The LAX files describe an adaptive quadtree over the x and y coordinates of all points. Each occupied quadtree cell stores a list of point index intervals that together reference all points falling into this cell. By merging all intervals of a cell that are less than 1000 apart in point index space we significantly reduce the number of intervals, the size of the LAX files, and the number of file seek operations.
Although individual cells typically reference too many points this is usually amortized as a typical AOI query will require returning a union of all intervals from many quadtree cells. However, our in-place spatial indexing relies on a certain degree of spatial coherency to be present in the point order. A simple measure of the efficiency of the existing order is to calculate the overhead factor when loading each quadtree cell individually from disk.

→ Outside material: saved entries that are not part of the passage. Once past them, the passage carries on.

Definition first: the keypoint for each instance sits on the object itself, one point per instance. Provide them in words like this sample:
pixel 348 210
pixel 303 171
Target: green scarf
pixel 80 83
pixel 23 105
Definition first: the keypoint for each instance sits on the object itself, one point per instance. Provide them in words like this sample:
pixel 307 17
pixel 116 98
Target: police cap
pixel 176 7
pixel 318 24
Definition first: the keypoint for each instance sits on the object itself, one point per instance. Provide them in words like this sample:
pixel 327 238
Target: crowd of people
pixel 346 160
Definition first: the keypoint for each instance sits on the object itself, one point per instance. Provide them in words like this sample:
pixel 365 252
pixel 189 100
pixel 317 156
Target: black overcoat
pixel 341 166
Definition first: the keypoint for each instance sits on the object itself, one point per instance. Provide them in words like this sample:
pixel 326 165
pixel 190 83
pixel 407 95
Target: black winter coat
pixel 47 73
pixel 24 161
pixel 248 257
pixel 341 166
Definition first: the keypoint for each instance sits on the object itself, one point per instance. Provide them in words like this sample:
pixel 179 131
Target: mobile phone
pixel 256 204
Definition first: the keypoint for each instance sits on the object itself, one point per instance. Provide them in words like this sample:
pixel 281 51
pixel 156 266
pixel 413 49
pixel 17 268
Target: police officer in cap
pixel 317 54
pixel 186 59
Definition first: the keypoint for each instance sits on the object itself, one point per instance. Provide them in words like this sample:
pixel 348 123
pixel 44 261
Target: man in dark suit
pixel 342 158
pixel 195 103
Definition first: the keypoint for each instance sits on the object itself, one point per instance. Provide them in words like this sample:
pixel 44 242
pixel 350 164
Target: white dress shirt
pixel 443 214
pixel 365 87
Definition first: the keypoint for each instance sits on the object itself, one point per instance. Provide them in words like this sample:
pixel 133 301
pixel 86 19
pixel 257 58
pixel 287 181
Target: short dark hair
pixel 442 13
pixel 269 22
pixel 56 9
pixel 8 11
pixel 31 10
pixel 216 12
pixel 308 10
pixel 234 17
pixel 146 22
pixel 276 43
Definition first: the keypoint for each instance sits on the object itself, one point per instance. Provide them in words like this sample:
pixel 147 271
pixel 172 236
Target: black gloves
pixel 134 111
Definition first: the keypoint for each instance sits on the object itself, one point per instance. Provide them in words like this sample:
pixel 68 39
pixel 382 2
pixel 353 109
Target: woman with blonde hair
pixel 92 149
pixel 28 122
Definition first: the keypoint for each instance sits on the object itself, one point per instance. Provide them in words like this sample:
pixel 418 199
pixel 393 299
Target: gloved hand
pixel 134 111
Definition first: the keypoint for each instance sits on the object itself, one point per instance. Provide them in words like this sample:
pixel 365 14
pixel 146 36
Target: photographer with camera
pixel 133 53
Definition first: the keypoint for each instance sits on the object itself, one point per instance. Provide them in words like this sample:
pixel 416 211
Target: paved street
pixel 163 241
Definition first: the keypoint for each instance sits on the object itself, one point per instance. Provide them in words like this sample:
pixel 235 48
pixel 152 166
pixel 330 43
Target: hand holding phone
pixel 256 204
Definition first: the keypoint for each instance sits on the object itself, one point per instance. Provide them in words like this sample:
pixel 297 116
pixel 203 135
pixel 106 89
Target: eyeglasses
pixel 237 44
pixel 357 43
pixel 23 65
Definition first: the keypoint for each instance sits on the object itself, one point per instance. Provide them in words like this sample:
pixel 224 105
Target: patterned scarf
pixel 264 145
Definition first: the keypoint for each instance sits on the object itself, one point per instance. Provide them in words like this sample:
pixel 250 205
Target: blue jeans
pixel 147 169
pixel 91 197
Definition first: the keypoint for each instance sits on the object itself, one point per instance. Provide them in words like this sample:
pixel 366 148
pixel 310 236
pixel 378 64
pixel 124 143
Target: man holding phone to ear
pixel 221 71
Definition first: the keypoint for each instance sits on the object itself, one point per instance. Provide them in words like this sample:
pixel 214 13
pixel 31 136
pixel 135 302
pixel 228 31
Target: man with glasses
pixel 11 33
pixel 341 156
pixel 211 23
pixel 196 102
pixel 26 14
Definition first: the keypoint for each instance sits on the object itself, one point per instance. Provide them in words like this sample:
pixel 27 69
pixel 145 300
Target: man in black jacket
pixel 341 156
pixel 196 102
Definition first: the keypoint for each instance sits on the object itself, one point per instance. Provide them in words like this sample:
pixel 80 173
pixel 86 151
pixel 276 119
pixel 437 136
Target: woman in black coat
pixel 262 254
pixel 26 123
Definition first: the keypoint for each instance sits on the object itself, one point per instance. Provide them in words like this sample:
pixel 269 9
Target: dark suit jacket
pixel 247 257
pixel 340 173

The source code for LASindex is part of the open source library LASlib of LAStools. It has been extensively field-tested in the LiDAR delivery pipeline of Open Topography (OT) where it is used to efficiently gather data from folders of LAZ files in accordance to area-of-interest queries that are generated by users via OT’s popular web-based LiDAR download interface. Another important use is on-the-fly point buffering. When batch processing, for example, 2km by 2km LiDAR tiles to create DTMs via rasterization of a temporary TIN, it is beneficial to load a 100 meter point buffer around each tile to avoid tile boundary artifacts. The presence of LAX files allows doing so efficiently on-the-fly.